We compost- it’s not much, but it’s something and I get a little tinge of comfort every time I dump chicken bones into the compost bin instead of the garbage. In truth my husband helps to manage our composting process, so for me it’s easy: I just chuck the peach pits and rotten apples into the compost and that’s all there is to that.
I like camping more than I like fancy hotels, and we’ve done well enough now- both me and my husband- that we’ve experienced both without it being particularly financially stressful. But I find in a fancy hotel I feel listless, confused about what I’m supposed to be doing with myself, smiling mechanically at the staff and wondering what “rest” even feels like. In campgrounds I don’t have to wonder because I feel a primal peace wash over me the second I pitch a tent, pure contentment when water is boiling in the morning for coffee for just two of us. A wildlife encounter touches me at my core and some of the most special moments have stuck with me for years afterward, buoying me in times that would have otherwise pitched me to the depths of despair. There is a reverence that nature commands that is inimitable.
So I guess some part of me doesn’t understand the instinct to continue to overdevelop a world we’ve already sent to the precipice, to continue to spiral down social media and distraction, while damning our planet to literally become the 122 degree hot fire pits of hell. Have we forgotten there is C.S. Lewis and F. Scott Fitzgerald and Sandra Cisneros and Marina Keegan to be read? God not just them- also Maya Angelou and Agatha Christie and Mary Oliver and E. B. White and Alex Dimitrov. And the time spent living in these great works, especially if procured from one’s local library, doesn’t cost you, or the planet, much of anything at all.
Truthfully, I suspect the zombie apocalypse is already upon us but we don’t recognize it because it’s so much drabber and less gorey than we’ve imagined: Facebook, Instagram, and Twitter have turned countless throngs into easily distractable automatons.

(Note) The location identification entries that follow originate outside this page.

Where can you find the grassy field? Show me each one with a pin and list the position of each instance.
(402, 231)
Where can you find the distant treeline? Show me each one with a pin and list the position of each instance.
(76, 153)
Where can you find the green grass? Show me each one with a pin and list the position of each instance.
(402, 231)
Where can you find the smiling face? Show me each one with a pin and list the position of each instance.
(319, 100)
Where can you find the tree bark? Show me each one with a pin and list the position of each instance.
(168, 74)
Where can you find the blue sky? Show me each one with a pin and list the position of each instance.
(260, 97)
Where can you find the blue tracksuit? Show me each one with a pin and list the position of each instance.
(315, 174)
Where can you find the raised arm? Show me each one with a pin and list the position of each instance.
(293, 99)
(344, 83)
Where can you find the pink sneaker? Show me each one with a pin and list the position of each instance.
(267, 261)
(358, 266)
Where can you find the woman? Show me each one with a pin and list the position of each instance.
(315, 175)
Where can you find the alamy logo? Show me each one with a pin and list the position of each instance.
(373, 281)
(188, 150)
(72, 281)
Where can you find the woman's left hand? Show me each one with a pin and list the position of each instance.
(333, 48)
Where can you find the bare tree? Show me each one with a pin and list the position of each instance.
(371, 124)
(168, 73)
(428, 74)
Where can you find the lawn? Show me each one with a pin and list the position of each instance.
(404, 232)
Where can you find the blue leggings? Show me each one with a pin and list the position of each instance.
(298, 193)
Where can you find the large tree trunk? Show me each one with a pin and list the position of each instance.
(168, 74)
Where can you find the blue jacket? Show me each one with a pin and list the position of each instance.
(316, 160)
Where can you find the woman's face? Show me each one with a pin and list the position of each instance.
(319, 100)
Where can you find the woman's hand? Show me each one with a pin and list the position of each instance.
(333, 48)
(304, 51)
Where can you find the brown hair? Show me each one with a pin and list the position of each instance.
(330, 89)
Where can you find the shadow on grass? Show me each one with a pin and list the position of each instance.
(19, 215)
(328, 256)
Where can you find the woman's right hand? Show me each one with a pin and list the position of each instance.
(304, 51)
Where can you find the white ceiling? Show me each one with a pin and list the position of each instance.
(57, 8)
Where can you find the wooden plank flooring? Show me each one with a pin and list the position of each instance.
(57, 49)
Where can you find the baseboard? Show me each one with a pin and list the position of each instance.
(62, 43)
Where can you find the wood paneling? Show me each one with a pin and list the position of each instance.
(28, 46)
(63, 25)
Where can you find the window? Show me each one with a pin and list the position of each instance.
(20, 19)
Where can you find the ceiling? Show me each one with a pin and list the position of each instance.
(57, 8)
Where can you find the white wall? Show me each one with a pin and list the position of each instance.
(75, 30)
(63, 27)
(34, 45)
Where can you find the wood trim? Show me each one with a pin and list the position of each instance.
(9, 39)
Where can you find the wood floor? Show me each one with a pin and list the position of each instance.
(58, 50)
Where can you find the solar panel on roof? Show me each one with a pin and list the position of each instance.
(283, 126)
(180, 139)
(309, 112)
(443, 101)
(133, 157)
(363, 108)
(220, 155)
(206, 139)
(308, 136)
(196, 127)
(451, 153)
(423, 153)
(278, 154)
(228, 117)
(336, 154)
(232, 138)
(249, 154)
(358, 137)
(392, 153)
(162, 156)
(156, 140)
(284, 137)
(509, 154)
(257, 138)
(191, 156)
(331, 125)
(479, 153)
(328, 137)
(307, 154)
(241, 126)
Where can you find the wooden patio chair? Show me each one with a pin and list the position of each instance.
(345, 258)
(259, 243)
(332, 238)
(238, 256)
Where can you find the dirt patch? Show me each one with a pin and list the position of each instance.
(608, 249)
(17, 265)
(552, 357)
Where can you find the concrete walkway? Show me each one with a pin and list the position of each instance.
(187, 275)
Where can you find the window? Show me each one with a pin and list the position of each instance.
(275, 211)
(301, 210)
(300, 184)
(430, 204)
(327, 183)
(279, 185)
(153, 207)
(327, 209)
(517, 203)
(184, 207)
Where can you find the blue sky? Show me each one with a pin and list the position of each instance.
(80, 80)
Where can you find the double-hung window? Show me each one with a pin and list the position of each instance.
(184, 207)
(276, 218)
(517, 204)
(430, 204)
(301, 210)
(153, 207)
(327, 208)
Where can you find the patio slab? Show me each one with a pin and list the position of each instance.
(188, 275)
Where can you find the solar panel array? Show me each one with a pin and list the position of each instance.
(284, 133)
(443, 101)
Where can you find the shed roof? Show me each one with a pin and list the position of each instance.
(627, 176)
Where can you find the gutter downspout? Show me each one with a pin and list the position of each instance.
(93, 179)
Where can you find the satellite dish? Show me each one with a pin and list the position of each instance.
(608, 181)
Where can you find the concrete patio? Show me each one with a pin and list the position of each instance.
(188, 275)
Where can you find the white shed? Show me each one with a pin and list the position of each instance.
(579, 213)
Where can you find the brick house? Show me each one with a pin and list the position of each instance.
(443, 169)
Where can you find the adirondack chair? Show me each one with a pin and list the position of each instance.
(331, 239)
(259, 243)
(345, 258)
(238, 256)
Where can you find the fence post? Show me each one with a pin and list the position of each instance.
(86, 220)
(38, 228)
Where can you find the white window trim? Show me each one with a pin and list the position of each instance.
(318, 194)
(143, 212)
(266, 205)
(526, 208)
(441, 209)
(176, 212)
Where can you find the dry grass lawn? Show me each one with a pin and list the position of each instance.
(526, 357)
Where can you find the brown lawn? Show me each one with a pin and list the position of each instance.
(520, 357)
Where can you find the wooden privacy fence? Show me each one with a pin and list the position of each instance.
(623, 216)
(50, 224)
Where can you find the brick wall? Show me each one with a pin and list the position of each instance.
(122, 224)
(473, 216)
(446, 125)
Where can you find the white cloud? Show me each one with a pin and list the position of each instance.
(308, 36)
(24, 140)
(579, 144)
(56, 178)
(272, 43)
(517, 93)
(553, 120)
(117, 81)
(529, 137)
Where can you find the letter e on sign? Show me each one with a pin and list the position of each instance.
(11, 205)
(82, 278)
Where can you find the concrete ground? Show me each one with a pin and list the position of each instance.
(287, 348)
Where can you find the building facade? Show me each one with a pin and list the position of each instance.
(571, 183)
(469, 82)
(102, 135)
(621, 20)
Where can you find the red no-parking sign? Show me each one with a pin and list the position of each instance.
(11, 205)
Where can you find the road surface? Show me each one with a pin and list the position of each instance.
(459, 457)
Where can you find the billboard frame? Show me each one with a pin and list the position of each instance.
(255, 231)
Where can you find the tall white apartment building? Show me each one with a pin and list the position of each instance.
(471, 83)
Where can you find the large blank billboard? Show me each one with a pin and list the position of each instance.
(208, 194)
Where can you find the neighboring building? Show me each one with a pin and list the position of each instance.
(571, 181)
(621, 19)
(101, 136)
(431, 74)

The algorithm, so well designed to hold our eyeballs (the longer our eyeballs are captured, the more ads we see, and the more ads we see, the more ad money social media companies make), feeds us content that keeps us engaged at the expense of reality. In fact, often it feeds us the stickiest lies- it optimizes for the content that will make us the most emotional! But it doesn’t need the content it is feeding us to be real if people believe it anyway. And the algorithm is in the enviable position of being able to test thousands of cases, thousands of different tag lines, true or not, from thousands of places. It will reward and hold people to whichever content they will trust the most, whether or not it has any basis in reality, scaling our human vulnerability in such tragic ways.
And so here we are. I’ve backed away slowly, clutching my small and humble routines, understanding that while I may not be able to save the world at least I can bear witness.